Sunday, December 9, 2007

Bressaola Update

I know that you have all been hanging on the edges of your seats in anticipation of the second stage of bressaloa curing: air drying. So here is a slide show of how those eye rounds look after I took them from the refrigerator yesterday following an 8 day curing period. They will spend the next 2-3 weeks hanging in the cheese room with the other salumi and of course, a few thousand pounds of aging raw milk cheese.

Wish them luck! They've had nothing but fond things to say about you.

12 comments:

Scotty said...

Bob, aside from the ambient conditions in the "cheese room" are you using any extra elements -- fans, etc.?

boberica said...

I'm thinking you would actually achieve an interesting, unique bloom as a result of using the cheese room. Is this a one man project, or are there little helpers involved?

Abulafia said...

Curing in a cheese room. You going for your own unique DOP there.

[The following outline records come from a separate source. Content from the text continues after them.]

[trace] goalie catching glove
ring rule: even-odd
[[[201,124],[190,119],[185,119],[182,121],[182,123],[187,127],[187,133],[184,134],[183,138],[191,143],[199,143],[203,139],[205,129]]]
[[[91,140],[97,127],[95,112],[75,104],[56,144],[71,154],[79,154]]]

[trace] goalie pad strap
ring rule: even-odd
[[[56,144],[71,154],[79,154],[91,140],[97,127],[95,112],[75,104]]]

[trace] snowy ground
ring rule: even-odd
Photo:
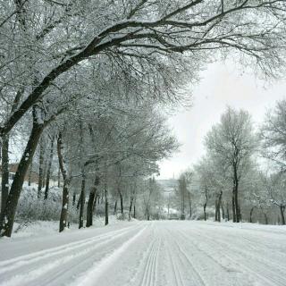
[[[0,240],[0,285],[286,285],[286,228],[122,222]]]

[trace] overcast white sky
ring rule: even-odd
[[[177,178],[198,162],[204,154],[204,136],[219,122],[226,105],[248,110],[259,126],[266,109],[273,107],[278,99],[286,98],[286,80],[259,80],[230,63],[211,64],[201,72],[201,78],[192,92],[193,106],[168,121],[182,146],[180,153],[161,163],[159,179]]]

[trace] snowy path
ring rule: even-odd
[[[0,240],[0,285],[286,285],[286,228],[139,222]]]

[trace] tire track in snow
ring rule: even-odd
[[[179,236],[178,231],[172,231],[167,229],[167,236],[170,238],[170,248],[169,249],[172,250],[172,253],[176,254],[176,263],[174,268],[177,269],[178,276],[181,281],[180,285],[188,285],[188,286],[199,286],[206,285],[205,281],[202,279],[200,273],[194,267],[193,264],[190,262],[189,258],[186,255],[186,250],[182,250],[181,246],[179,244]],[[169,253],[170,253],[169,250]],[[189,265],[190,267],[186,266]],[[181,270],[184,269],[182,273]],[[188,280],[188,282],[184,282],[185,280]]]
[[[187,236],[182,232],[182,234],[185,236],[185,238],[187,238]],[[219,248],[219,253],[221,257],[223,257],[224,258],[228,259],[230,262],[231,262],[232,264],[235,265],[235,268],[236,269],[242,269],[243,272],[246,274],[251,273],[253,276],[257,277],[257,279],[261,280],[264,282],[264,283],[262,285],[271,285],[271,286],[285,286],[285,278],[283,276],[280,276],[280,278],[276,278],[277,273],[272,273],[270,272],[266,267],[263,267],[263,271],[262,269],[259,269],[259,267],[261,268],[261,265],[259,265],[259,267],[256,267],[254,266],[253,264],[249,264],[249,260],[245,259],[245,256],[248,256],[248,252],[241,252],[241,250],[240,248],[231,248],[230,247],[229,243],[226,242],[222,242],[221,240],[219,240],[219,242],[214,242],[214,238],[212,237],[212,240],[210,240],[210,238],[208,236],[206,236],[206,234],[199,232],[198,236],[200,238],[204,238],[205,243],[206,244],[206,249],[210,248],[210,246],[213,246],[213,249],[215,249],[215,251],[211,251],[211,253],[207,252],[207,250],[203,249],[200,247],[198,247],[198,245],[194,244],[195,247],[198,248],[198,249],[199,249],[202,253],[204,253],[208,258],[214,260],[216,264],[220,265],[225,271],[227,272],[231,272],[231,269],[226,267],[223,264],[222,264],[222,262],[217,258],[217,253],[218,253],[218,245],[224,245],[224,248],[223,248],[222,246],[220,246]],[[199,240],[201,243],[204,242],[203,240]],[[190,241],[192,242],[192,241]],[[193,243],[193,242],[192,242]],[[226,249],[225,247],[228,248]],[[241,262],[240,261],[237,261],[235,260],[232,257],[230,256],[230,253],[231,253],[231,250],[233,252],[234,250],[234,254],[236,257],[240,256]],[[249,255],[248,255],[249,257]],[[250,259],[254,259],[252,257],[250,257]],[[254,261],[254,263],[257,264],[257,261]],[[247,266],[246,266],[247,265]],[[238,272],[237,270],[235,270],[234,272]],[[263,272],[263,274],[261,274],[261,272]],[[265,273],[267,273],[267,275],[265,275]],[[267,284],[265,284],[267,283]]]
[[[33,252],[31,254],[21,256],[15,258],[4,260],[0,262],[0,274],[10,270],[14,270],[15,268],[21,267],[24,265],[29,265],[33,262],[38,262],[44,258],[52,257],[55,255],[63,254],[70,251],[71,249],[80,248],[82,246],[87,246],[88,244],[97,242],[98,240],[108,239],[113,237],[114,234],[128,231],[128,230],[134,228],[136,226],[130,226],[124,229],[112,231],[107,233],[99,234],[96,237],[80,240],[75,242],[71,242],[63,246],[51,248],[44,250],[39,250]]]
[[[150,251],[147,254],[145,271],[140,285],[156,286],[157,275],[158,253],[160,251],[161,240],[153,241]]]
[[[131,243],[134,243],[145,231],[147,225],[137,232],[134,236],[123,242],[122,246],[114,249],[113,253],[109,254],[99,263],[95,263],[92,267],[87,272],[83,273],[76,281],[72,283],[69,283],[69,286],[94,286],[97,285],[97,281],[108,271],[109,267],[112,266],[121,257],[124,251],[126,251]]]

I remember reading an account of Parma prosciutto makers waxing lyriucal about the effect of the gentle summer wind sweeping down seasoning the ham as they cut.

Seriously.

A cheese room. Cool idea. Tell us about the taste when it's good to go....

Bob del Grosso said...

Scotty
The cheese room is heated, has AC and a humidifier. There seems to be no need for a fan bec the ariflow is excellent due, in part, to the 20 foot ceiling and cutouts in the second floor (it's a two story cheese room).

boberica
Bloom has been a problem. We are getting lots of nice white fungus at 60% rel. humidity (perfect for meat) but when the humidity is set to 70% (which is perfect for cheese) the green and blue stuff goes ape s--t. So we are building a separate room for meat. Trent has an old refrigerator truck box that we've been using as an aging room for carcasses. We're putting in an AC unit, a humidifier and a heater.
With a bit of luck that's where we'll be doing all the air drying of meat.

abulafia
I'm not sure we are going to wait long enough to find out about the meat DOP of the cheese room. The cheese is another story.

boberica said...

Sooo....we're starting to get into the sometimes painful subject of the USDA, or at least the annual health inspection..ugh. Does your work fall under the cheese room inspection, or is it an under the radar thing for now? I find myself hiding the duck prosciutto and kim chee when the inspector is at the front door. Has Marc Buzzio made any inroads for the whole team?

Adriana said...

No casing?

Bob del Grosso said...

Adriana, No, no casing. As long as the aging room is humid, casing is not required.

Adriana said...

Would the same principle apply to a lonzino?

Bob del Grosso said...

adriana, yes, the same applies to lonzino.

Adriana said...

Did you apply any sort of rub to them before hanging? (let me know if I'm pestering with so many questions...)

Adriana said...

Oh, and what temp and humidity does the aging room run at? What would be the ideal range?

Bob del Grosso said...

Hey Adriana, Don't worry, I love these kinds of questions. I love any question whose answer does not pose the risk of having someone accuse me of snobbery or some other negative attribute!

So, no I don't rub the Bresaola after I have rinsed off the cure. I suppose that if you wanted to age it for a very long time (>4 months) it would make good sense to coat it with lard and pepper to keep it from getting too hard but I have not done that yet.
We try to keep the aging room around 60 degrees F and 70% humidity with good air flow at all times. You want the air to move well to prevent mold spores from settling on the meat and germinating.